In 1997, he was appointed head of the laboratory at the Frédéric-Joliot Hospital in Orsay (1997-2000), then head of the "nuclear medicine and functional imaging" segment; he was appointed deputy director of the CEA's Life Sciences Directorate in 2001.

He left the CEA in June 2002 to join the cabinet of Claudie Haigneré, who had just been appointed Minister for Research and New Technologies. In April 2004, when Haigneré left the government, Gilles Bloch became deputy director of the cabinet of François d'Aubert, the new minister in charge of Research.

During the debates preceding the vote on Law No. 2004-800 of August 6, 2004, on bioethics, he declared"There is no question of France importing cells that would have been produced under unethical conditions. The law specifies that these cells must have been obtained in compliance with the fundamental principles set out in the civil code: free consent, free of charge, inviolability of the body, and anonymity. They may not come from an embryo created for research purposes, a possibility that remains prohibited by law.In February 2005, François d'Aubert chose Gilles Bloch as the first director of the new National Research Agency (ANR), whose purpose is to fund public research and "partnership" research in France. Presenting an initial assessment after nine months, Gilles Bloch is pleased with the smooth running of the agency. Gilles Bloch acknowledged "youthful errors" in an assessment that was called into question by the publication of the report La recherche sans qualités: un audit indépendant de l'Agence nationale de la recherche by Marc Flandreau.

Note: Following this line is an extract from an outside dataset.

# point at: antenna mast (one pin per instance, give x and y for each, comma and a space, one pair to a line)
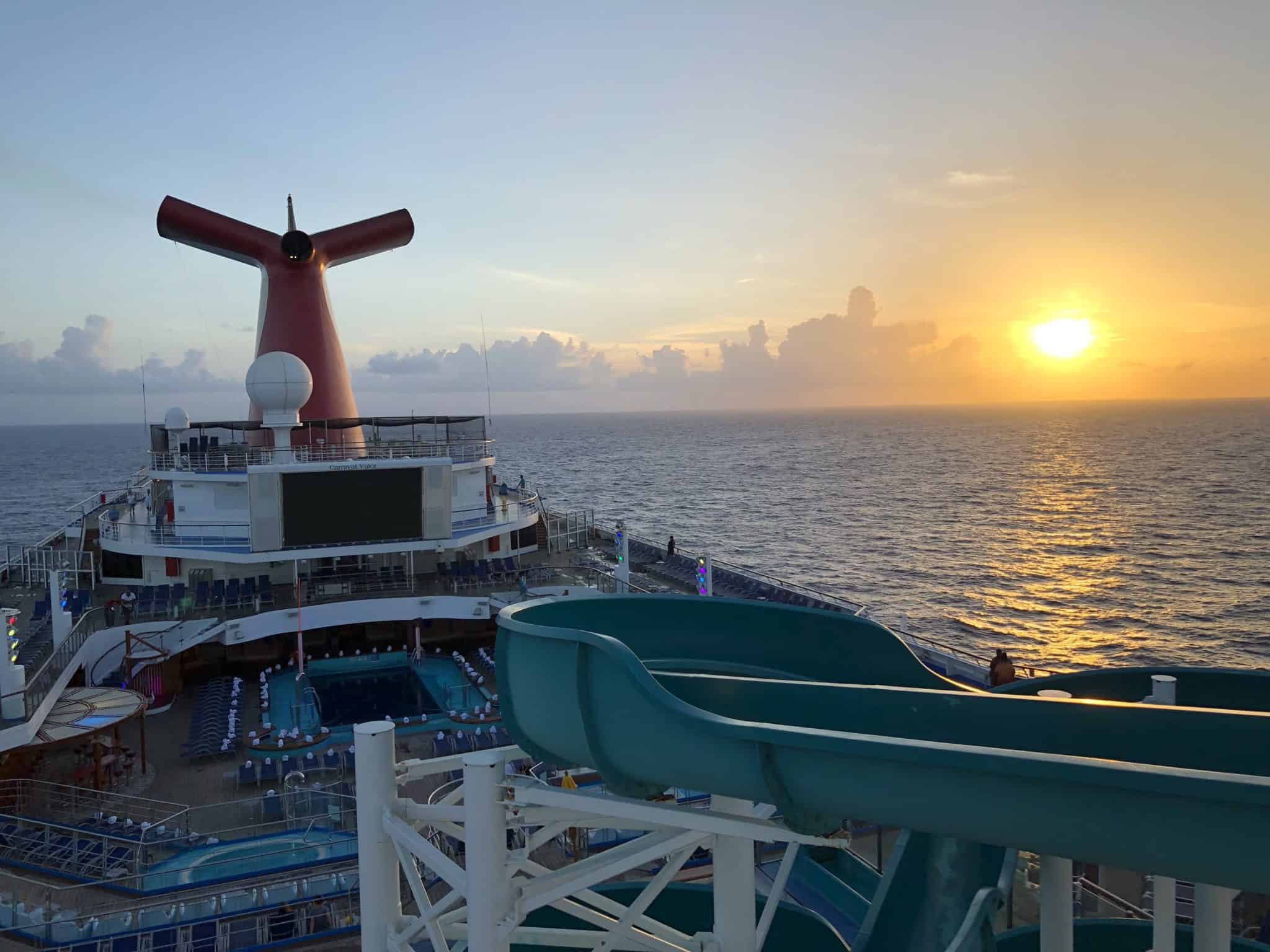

In May 2006, he was appointed Director General of Research and Innovation at the Ministry of Research. Gilles Bloch is thus an important player in the organization of research in France, an organization based on:

- orientation: definition of major national policies (creation of the Strategy Directorate, the High Council for Science and Technology)
- programming: translating objectives into research programs (creation of agencies that have since been merged into Oséo)
- implementation: creation of tools available to operators, in particular to help create world-class leaders, build local strategies and strengthen partnerships with companies.
In 2007, Valérie Pécresse, the new Minister of Research, confirmed Gilles Bloch as Director General of Research and Innovation. He entrusted Jean-Pierre Alix with a mission on scientific integrity, which led to a report in September 2010. On September 1, 2009, a press release from the Ministry indicated that he was leaving his position at his own request. He was then appointed head of the Life Sciences Directorate, one of the five directorates of the French Alternative Energies and Atomic Energy Commission.

He is particularly active in promoting the integration of young PhDs into the business world.

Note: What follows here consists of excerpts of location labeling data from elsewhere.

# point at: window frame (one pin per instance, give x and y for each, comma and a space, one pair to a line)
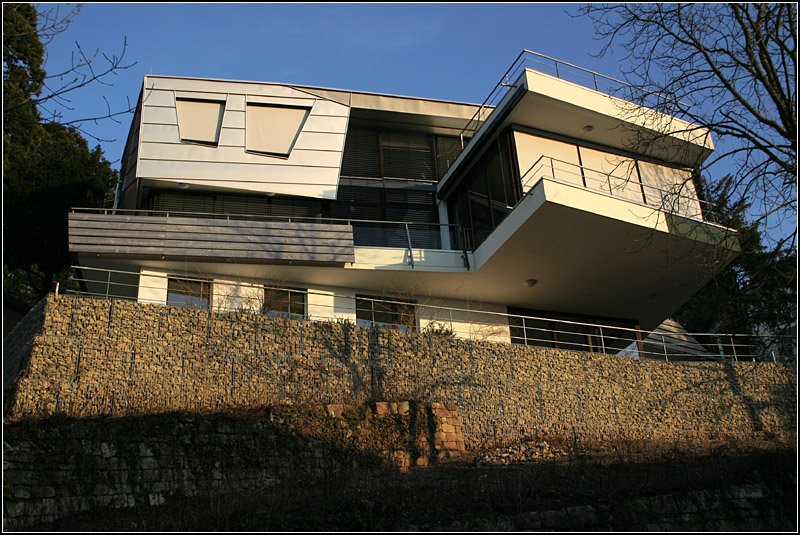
393, 303
290, 293
206, 100
206, 291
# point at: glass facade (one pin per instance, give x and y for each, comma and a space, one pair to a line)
487, 193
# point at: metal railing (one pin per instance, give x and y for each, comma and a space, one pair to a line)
562, 70
366, 233
629, 188
449, 321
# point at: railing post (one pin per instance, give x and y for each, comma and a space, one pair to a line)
602, 342
410, 249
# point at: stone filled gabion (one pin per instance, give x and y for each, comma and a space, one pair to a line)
98, 357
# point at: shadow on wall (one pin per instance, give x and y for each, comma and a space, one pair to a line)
306, 469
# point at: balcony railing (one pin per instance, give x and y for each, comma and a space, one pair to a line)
564, 71
452, 321
674, 201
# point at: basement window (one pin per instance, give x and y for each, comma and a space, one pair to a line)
273, 129
188, 293
394, 313
286, 302
200, 121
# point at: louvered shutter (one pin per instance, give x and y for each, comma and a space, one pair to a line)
361, 157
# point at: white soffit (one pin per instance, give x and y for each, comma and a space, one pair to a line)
566, 108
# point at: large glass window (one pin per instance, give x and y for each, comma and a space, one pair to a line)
393, 203
188, 293
400, 154
395, 313
278, 206
487, 194
288, 302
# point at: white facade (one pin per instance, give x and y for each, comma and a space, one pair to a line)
548, 188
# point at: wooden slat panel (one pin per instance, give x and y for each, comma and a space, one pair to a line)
222, 248
209, 238
212, 234
120, 229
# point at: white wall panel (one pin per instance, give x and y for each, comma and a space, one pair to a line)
325, 124
328, 107
670, 189
232, 137
154, 97
311, 169
611, 173
319, 141
158, 133
539, 156
233, 119
160, 115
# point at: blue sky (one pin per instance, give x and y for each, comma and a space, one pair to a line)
447, 51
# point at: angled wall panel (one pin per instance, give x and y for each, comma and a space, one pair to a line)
308, 165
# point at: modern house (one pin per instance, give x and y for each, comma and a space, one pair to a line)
552, 209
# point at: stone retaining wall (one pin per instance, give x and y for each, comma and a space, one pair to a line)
98, 357
58, 466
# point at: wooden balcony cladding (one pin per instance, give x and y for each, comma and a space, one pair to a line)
210, 239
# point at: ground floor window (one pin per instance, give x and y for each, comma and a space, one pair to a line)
395, 313
287, 302
191, 293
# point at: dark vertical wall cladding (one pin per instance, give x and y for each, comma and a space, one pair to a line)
145, 359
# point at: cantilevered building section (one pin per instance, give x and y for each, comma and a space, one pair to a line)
555, 210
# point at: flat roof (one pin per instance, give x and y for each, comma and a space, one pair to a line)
304, 86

Gilles Bloch chaired the scientific interest group "Infrastructures in biology, health and agronomy" created in May 2007 and the Conference of University Presidents (CPU), and the two directorates DGRI and DGES of the Ministry of Higher Education and Research. He is vice-president of the FondaMental Foundation founded by Valérie Pécresse, a scientific cooperation foundation dedicated to mental illness, which he chaired in 2011.

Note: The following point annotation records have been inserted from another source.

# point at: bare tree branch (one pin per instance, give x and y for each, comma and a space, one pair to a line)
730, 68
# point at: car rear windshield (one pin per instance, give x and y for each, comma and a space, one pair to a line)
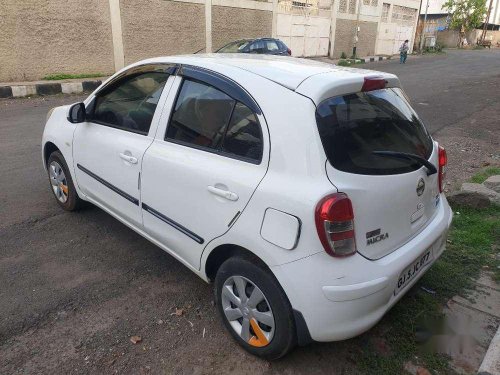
353, 126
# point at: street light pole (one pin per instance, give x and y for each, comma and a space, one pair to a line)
423, 28
357, 31
486, 20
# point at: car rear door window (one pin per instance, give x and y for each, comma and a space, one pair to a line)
353, 126
200, 116
272, 46
130, 104
208, 119
257, 47
243, 137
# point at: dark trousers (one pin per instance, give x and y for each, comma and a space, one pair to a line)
402, 57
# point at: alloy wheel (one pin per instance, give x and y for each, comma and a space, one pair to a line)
248, 311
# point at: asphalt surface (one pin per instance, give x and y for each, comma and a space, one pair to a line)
75, 286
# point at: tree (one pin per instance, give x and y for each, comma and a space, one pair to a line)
465, 15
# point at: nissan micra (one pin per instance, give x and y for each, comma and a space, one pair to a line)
309, 194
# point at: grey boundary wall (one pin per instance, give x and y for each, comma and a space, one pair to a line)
50, 88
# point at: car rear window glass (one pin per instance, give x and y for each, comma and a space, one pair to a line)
200, 116
243, 137
353, 126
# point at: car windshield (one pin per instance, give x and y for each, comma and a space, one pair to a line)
356, 129
234, 47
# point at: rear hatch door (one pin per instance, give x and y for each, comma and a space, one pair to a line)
393, 197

On June 10, 2015, Gilles Bloch was elected President of the University of Paris-Saclay by the Board of Directors of the ComUE, succeeding Dominique Vernay who had held this position since January 2015. At the same time, he became President of the Paris-Saclay Scientific Cooperation Foundation, which coordinates the campus operation and the Idex project.

On November 26, 2018, Gilles Bloch was appointed President of Inserm. He took office on January 2, 2019. On January 13, 2023, French President Emmanuel Macron chose Professor Didier Samuel, Dean of the Faculty of Medicine at Paris-Saclay, to succeed him as President of Inserm.

In September 2023, Gilles Bloch became President of the National Museum of Natural History, France, succeeding Bruno David.